The Pine Strawberry Fire Department is using a record $214,000 in grant money to carry out a four-pronged fuels reduction program.
The Pine Strawberry Fire Department created Billy Brushwacker to teach children the importance of fuels reduction. The new mascot will be introduced statewide July 1. Officials hope he will one day rival Smokey Bear in name recognition.
Included is a private property program that uses 20-person inmate fire crews and an education program featuring Billy Brushwacker, a new mascot the department hopes will one day be as recognizable as Smokey Bear.
“There’s actually four wildland-related projects going on at the same time,” Pine Strawberry Fire Chief Bill Dekker said. “The grants we received are for more than in the whole history of the fire department combined.”
Dekker, who replaced Paul Coe as chief 11 months ago, was a fire chief in Idaho for 13 years before moving to the Rim country. Captain Mike Brandt, a 15-year veteran with the department, is overseeing the projects, which also include an interactive CD video presentation that will be mailed to all taxpayers in the district within two weeks.
“A lot of people are absentee homeowners, weekenders that live in other areas and don’t have the same problems we have up here, so we felt the need to educate as to what our conditions are and what the solutions can be,” Dekker said. “With some help from the Gila County Assessor’s Office, no matter where in the U.S. these property owners live they’re getting one of these CDs.”
The CD, which features dramatic video footage of the Willow Fire, explains the importance of fuels reduction and provides helpful information on how to go about treating your own property. Information on each of the area’s fire departments is also included.
“It goes through the different resources, how to reduce the fuels, what are the critical fuels that need to be reduced,” Brandt said. “It goes through the history. It goes through the science and how it relates to wildlife.”
Help also is available to Pine and Strawberry homeowners through another phase of the program.
“We got a $127,000 (Healthy Forests Initiative) grant and the fire district is matching it in funds and in-kind services for fuel reduction projects,” Dekker said.
The impetus for seeking the grant was an assessment of the survivability of Pine and Strawberry by one of the incident management teams fighting the Willow Fire last summer.
“They gave us less than a 20 percent chance of surviving a catastrophic wildfire,” Brandt said. “So we got together and started looking at some options and we found this.”
“We first hired our own five-man crews to go in with chain saws and chippers and such and work with property owners and help fire wise their properties,” Dekker said. “But then we discovered that we could use inmate wildland fire crews when they’re available and stretch our grant out so much farther, so we’ve entered into a cooperative agreement with the Arizona Department of Lands.”

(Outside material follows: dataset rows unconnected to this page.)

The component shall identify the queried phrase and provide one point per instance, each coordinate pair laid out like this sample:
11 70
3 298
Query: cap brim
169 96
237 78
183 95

The crews are made up of low-risk inmates who pose no threat to residents.
The inmate crews are working out so well that the district is looking into setting up a permanent camp for them so they don’t have to travel back and forth from Globe every day.
All homeowners are eligible for fuels reduction assistance from the crews. Call the department at (928) 476-4272 for more information or to sign up.
“We are identifying priority areas and we’ll be working those areas first that are closest to the fuel break (around Pine and Strawberry) that the Forest Service has provided to help them widen their fuel break and expand the safety net,” Dekker said.
Billy Brushwacker, another aspect of the educational program, is funded by a $71,000 prevention and safety grant from Federal Emergency Management Agency.
“We’re building a character who will relay the message to the young about fuels reduction and what it really is,” Brandt said. “We’ve chosen the goat because goats are more and more a tool in fuels reduction.”
A Billy costume is being built and is scheduled to debut July 1.
The fourth and final phase of the program will utilize a $13,000 grant from the Department of Lands to refurbish and upgrade one of the department’s rapid-attack type-six fire trucks.
“It’s really pretty exciting to work shoulder-to-shoulder with people like this,” Gary Roberts, fire information officer for the Payson Ranger District, said. “These guys are really progressive and things are really coalescing.”